La bataille pour que la direction du SNUIPP exige l’abrogation du décret
Peillon est essentielle pour empêcher la destruction de l’enseignement public
et des statuts des personnels. Tout aussi déterminant dans cette perspective
est le combat pour imposer aux dirigeants syndicaux, principalement ceux du
SNUIPP et ceux du Snes, de s’opposer à la casse des statuts et pour cela de
commencer par refuser la concertation, qui en est l’instrument, dans le cadre
des « chantiers » ouverts par Peillon.
Mais
avant de rentrer dans le vif du sujet, il est nécessaire de procéder à quelques
rappels historiques sur l’enseignement public et plus particulièrement sur
l’enseignement primaire et leurs enseignants.
Des rappels historiques
nécessaires
Toute
l’histoire de l’enseignement public en France est étroitement liée aux luttes
de classes.
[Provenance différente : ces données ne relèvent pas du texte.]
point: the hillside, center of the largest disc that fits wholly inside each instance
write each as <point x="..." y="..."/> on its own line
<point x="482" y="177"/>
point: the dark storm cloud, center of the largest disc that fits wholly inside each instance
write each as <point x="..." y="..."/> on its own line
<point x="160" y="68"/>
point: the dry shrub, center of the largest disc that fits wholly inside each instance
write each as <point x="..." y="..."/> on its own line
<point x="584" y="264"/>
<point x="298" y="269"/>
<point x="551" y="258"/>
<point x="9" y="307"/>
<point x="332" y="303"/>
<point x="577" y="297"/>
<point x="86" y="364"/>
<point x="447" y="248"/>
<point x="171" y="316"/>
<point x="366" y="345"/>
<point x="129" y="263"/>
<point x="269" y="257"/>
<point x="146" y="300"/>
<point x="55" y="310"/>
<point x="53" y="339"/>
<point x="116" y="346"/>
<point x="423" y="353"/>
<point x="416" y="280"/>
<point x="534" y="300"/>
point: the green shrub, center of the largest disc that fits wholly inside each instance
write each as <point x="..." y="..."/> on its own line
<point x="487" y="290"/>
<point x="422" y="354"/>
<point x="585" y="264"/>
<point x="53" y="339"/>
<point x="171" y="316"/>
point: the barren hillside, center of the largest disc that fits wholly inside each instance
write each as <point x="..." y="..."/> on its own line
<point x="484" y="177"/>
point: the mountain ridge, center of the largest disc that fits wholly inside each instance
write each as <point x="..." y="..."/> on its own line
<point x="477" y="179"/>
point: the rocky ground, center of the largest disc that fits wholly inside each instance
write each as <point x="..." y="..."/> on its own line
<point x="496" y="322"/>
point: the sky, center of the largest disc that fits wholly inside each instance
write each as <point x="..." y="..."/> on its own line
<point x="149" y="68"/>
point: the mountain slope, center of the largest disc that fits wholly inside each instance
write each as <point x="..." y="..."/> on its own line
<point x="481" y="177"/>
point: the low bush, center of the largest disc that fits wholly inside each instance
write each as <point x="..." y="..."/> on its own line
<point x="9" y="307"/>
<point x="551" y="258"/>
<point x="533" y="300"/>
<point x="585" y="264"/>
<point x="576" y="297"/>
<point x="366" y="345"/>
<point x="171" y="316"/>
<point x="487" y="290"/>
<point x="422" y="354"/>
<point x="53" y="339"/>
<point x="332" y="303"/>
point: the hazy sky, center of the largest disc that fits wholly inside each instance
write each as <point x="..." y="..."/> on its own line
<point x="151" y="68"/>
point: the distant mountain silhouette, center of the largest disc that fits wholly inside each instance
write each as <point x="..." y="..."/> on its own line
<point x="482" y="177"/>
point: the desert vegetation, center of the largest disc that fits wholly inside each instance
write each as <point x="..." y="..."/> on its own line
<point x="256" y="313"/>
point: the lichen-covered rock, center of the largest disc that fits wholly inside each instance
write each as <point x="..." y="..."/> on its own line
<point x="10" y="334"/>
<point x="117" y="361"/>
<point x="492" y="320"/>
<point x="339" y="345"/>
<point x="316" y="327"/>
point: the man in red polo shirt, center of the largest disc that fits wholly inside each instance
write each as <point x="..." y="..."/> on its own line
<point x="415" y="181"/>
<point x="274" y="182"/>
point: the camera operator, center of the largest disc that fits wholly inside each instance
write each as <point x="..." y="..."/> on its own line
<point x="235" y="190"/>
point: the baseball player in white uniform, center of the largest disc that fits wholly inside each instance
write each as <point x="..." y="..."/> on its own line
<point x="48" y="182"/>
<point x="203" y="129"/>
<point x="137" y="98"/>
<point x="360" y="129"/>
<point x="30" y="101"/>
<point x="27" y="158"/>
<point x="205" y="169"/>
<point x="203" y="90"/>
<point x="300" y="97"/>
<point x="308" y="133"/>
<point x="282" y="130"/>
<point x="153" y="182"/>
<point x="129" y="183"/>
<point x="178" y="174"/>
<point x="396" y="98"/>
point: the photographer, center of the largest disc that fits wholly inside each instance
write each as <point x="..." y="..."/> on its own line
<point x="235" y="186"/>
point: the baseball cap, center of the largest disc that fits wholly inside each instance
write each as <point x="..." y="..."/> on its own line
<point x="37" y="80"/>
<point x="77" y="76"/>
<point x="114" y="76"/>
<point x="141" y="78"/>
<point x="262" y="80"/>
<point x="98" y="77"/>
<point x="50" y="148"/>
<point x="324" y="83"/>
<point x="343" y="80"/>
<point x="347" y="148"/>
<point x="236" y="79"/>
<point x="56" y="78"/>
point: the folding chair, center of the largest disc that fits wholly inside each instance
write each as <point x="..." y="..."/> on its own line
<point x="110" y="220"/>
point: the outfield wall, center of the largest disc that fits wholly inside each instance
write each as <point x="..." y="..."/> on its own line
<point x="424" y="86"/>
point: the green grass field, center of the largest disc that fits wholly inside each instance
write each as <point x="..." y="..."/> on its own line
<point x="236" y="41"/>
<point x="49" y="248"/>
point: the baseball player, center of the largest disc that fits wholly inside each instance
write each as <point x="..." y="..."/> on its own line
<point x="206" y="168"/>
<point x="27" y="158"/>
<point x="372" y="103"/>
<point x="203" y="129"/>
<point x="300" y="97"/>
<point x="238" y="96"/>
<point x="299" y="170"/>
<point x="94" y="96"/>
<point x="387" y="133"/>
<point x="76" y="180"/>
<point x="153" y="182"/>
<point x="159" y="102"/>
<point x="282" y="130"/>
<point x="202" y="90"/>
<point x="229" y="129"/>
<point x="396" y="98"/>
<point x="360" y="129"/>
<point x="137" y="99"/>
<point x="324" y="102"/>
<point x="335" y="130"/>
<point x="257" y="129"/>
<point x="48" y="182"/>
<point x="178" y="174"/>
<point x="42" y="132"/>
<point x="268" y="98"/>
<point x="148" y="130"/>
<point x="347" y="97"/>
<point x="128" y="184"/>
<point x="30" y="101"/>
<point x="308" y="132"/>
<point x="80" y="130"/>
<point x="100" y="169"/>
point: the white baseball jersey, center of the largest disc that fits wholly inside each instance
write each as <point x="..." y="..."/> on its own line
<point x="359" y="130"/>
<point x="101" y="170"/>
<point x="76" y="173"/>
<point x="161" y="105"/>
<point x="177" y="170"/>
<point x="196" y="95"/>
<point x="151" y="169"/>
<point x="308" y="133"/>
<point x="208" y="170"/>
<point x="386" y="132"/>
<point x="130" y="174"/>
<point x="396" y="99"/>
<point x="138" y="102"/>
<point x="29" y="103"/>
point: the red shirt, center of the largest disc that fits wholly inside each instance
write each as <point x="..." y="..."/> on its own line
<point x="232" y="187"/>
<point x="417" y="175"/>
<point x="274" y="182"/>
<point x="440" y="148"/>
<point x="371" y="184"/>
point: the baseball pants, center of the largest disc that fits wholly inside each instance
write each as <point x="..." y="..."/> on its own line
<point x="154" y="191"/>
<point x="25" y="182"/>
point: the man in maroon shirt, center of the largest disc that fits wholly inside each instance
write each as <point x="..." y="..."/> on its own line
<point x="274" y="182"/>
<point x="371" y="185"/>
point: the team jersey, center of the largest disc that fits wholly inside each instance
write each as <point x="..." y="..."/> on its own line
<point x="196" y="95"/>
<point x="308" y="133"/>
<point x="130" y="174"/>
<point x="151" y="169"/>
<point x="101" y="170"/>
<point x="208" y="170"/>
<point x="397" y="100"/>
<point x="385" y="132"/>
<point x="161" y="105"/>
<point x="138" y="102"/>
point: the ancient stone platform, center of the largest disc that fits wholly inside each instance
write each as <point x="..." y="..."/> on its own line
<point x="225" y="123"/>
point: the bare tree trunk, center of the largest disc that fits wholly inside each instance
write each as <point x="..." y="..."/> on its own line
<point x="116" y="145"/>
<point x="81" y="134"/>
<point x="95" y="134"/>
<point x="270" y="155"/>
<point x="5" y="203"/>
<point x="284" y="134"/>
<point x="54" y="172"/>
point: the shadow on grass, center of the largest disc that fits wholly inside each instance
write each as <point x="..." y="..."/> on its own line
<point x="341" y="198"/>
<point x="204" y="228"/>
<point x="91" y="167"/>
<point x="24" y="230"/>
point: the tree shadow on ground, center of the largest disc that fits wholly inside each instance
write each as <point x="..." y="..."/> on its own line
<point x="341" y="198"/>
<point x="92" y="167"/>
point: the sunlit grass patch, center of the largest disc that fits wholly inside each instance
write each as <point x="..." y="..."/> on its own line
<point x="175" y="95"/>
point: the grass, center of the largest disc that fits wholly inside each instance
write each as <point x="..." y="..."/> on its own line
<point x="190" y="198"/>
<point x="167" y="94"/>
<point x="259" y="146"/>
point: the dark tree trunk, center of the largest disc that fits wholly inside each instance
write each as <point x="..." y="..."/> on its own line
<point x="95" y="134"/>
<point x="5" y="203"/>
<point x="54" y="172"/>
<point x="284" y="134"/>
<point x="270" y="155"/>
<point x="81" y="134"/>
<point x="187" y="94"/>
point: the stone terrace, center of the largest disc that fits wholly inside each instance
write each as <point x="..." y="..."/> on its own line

Sans entrer dans les détails, rappelons que la Commune de Paris,
entre autres mesures révolutionnaires, décréta l’enseignement obligatoire,
laïque et gratuit à tous les degrés. La séparation de l’Église et de l’État fut
proclamée. Les écoles religieuses devinrent propriétés communales et pourvues
par un personnel laïque. L’écrasement de la Commune par les Versaillais signifia
la fin de ces mesures progressistes. Pour autant, il était nécessaire à la
bourgeoisie, pour ses propres intérêts de réorganiser le système scolaire. Il y
avait d’abord la nécessité pour une fraction croissante du patronat de disposer
d’ouvriers sachant lire, écrire et effectuer des calculs élémentaires pour
qu’ils puissent utiliser des machines plus complexes. D’autre part la fraction
républicaine de la bourgeoisie avait besoin d’appuis pour barrer la route à une
éventuelle restauration monarchique soutenue alors par l’Église. C’est ainsi,
que la bourgeoisie promulgua les lois de Jules Ferry de gratuité de l’enseignement
primaire (1881), de laïcité et d’obligation scolaire de 7 à 13 ans (1882). De
plus, les instituteurs, jusqu’alors rétribués par les municipalités (qui intervenaient
dans leur recrutement), devenaient fonctionnaires rémunérés par l’État (1886).
Toutes
ces lois, pour radicales qu’elles puissent paraître, étaient bien éloignées de
celles prises par la Commune. En particulier, elles maintenaient un
enseignement confessionnel très important et elles réservaient la gratuité à la
seule école primaire. Dans un premier temps, les instituteurs soutinrent la
bourgeoisie dans son combat contre la monarchie et contre l’Église. Mais dès
qu’ils voulurent se rassembler et se constituer en syndicat, le gouvernement
ouvrit les hostilités contre eux. Et pendant des décennies, les instituteurs
syndicalistes subirent des persécutions, des déplacements d’office et pour
certains même, la révocation. Les instituteurs occupaient une place singulière
dans leur commune ou leur quartier vis-à-vis des paysans et des ouvriers dont
ils instruisaient les enfants. Pour surmonter un certain isolement, pour
résister aux pressions du maire, de l’inspecteur, du curé et parfois d’un petit
chef de directeur, ils avaient besoin de solidarité. Avec leur tradition de
combat, d’organisation et leur instruction, les instituteurs ont fourni de nombreux
militants au mouvement ouvrier.
Après
la Seconde Guerre mondiale, le Syndicat national des instituteurs qu’ils
avaient constitué a su préserver l’unité du syndicalisme enseignant (FEN) alors
que la scission syndicale divisait le mouvement syndical confédéré. Pendant des
dizaines d’années, la FEN a été la seule fédération syndicale dans laquelle
cohabitaient tous les courants politiques du mouvement ouvrier. Elle était
donc, pour les enseignants, la seule fédération représentative dont ils
pouvaient à tout moment se saisir pour réaliser leur unité pour faire valoir
leurs revendications.
Avec
l’explosion du nombre d’élèves après la Seconde Guerre mondiale, la bourgeoisie
exigea des gouvernements qui la représentaient de procéder aux « réformes
structurelles » pour tailler dans les dépenses de l’enseignement public.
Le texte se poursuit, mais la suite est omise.